Fenomena Gunung Es di Balik Suap Hakim Vonis Bebas Ronald Tannur
Kasus gratifikasi atau suap yang dilakukan oleh tiga Majelis Hakim Pengadilan Negeri (PN) Surabaya dalam pemberian vonis bebas terhadap terdakwa kasus pembunuhan Gregorius Ronald Tannur dinilai sebagai fenomena gunung es semata.
Sejumlah pengamat hukum pidana memandang aksi korupsi khususnya penerimaan suap oleh para hakim baru hanya segelintir saja yang bisa terungkap ke publik. Adanya kesan ‘pembiaran’ dari Mahkamah Agung (MA) dinilai menjadi karpet merah bagi para hakim untuk menjalankan aksi korupsi.

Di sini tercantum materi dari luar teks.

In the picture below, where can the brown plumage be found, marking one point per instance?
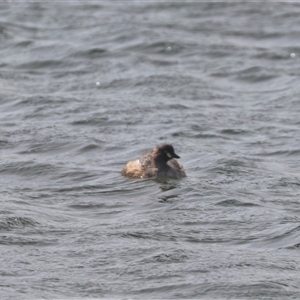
(157, 162)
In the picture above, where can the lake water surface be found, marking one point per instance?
(86, 87)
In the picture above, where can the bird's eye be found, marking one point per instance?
(168, 154)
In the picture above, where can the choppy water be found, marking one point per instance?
(85, 87)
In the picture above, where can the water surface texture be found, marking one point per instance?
(86, 87)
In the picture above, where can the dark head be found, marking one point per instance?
(165, 152)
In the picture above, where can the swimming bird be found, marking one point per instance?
(161, 161)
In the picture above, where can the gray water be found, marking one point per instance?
(86, 87)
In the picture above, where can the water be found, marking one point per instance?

Baru-baru ini Direktorat Penyidikan Jaksa Agung Muda Bidang Tindak Pidana Khusus menetapkan tiga hakim yang memberikan vonis bebas di kasus Ronald Tannur yakni Erintuah Damanik, Heru Hanindyo dan Mangapul sebagai tersangka penerima suap.
Dalam kasus ini, ketiganya dinilai terbukti menerima gratifikasi atau suap dari pengacara Ronald Tannur, Lisa Rahmat untuk memberikan vonis bebas. Penyidik juga berhasil menemukan barang bukti berupa uang tunai miliaran rupiah serta sejumlah mata uang asing dari keempat tersangka.
Pascapenetapan tersangka, ketiga hakim itu akhirnya diberhentikan sementara oleh MA. Juru Bicara MA Yanto mengatakan pemberhentian sementara itu akan diusulkan oleh MA dan akan dieksekusi oleh Presiden Prabowo Subianto.
Akan tetapi, MA masih belum mengusulkan pemecatan terhadap Hakim Erintuah, Mangapul, dan Heru kepada Presiden Prabowo. Yanto mengatakan usulan pemecatan akan dilayangkan setelah proses hukum ketiga hakim tersebut menyatakan mereka terbukti bersalah dan berstatus inkrah.
Pakar hukum pidana dari Universitas Trisakti Abdul Fickar Hadjar memandang adanya aksi gratifikasi atau suap yang dilakukan para hakim merupakan persoalan sistemik dan bukan hal yang baru terjadi saat ini. Ia mencontohkan beberapa kasus serupa juga pernah terjadi pada tahun-tahun sebelumnya dan bahkan dilakukan oleh Hakim Agung.
“Memang sepertinya ini penyakit sistemik, sangat mungkin siapapun yang berhubungan dengan peradilan hakim atau panitera mengalami dan melakukan hal yang sama,” ujarnya kepada Indonesia.com, Jumat (25/10).
Fickar memandang adanya aksi korupsi berjamaah para hakim tersebut sedikit banyak berkaitan dengan kesejahteraan yang dirasa masih belum cukup.
Oleh karenanya, ia mendorong agar dilakukan perbaikan kualitas hidup para hakim sehingga tidak terbesit niat untuk mencari ‘uang tambahan’ dari kasus-kasus yang ditangani.
Di sisi lain, Fickar menegaskan apabila nantinya sudah dilakukan perbaikan dari segi kualitas gaji, maka juga perlu diberikan hukuman yang maksimal agar tidak ada lagi hakim-hakim yang melakukan aksi korupsi.
“Ini berkaitan, makanya saya bilang bisa jadi karena merasa gajinya kecil, maka dia mencari keadilan, karena itu jika sudah dinaikkan masih begitu juga maka berikan hukuman yang paling berat atau seumur hidup agar setimpal dan memberikan efek jera,” jelasnya.
Sementara itu, Pakar hukum pidana dari Universitas Brawijaya Aan Eko Widiarto turut mengamini apabila kasus korupsi khususnya penerimaan suap yang dilakukan para hakim hanya segelintir saja yang baru bisa terungkap ke publik. Meski begitu, ia menilai aksi korupsi yang dilakukan para hakim tersebut tidak ada kaitannya dengan besar kecil gaji yang mereka terima.
Ia mencontohkan dalam kasus Tannur ini, aksi suap justru dilakukan oleh hakim-hakim senior di PN Surabaya yang termasuk kategori pengadilan kelas 1A. Sesuai klasifikasi tersebut, maka Aan menilai seharusnya ketiga majelis hakim itu sudah cukup terjamin dari segi pendapatan maupun tunjangan sebagai hakim senior.
“Apakah ini karena gaji hakim kecil? Saya tidak pernah bisa melihat ada hubungan antara gaji dengan niat jahat seseorang. Apalagi ini pengadilan kelas 1A yang ibaratnya sudah terjamin, tidak mungkin isu gaji kecil kemudian menyebabkan suap,” jelasnya.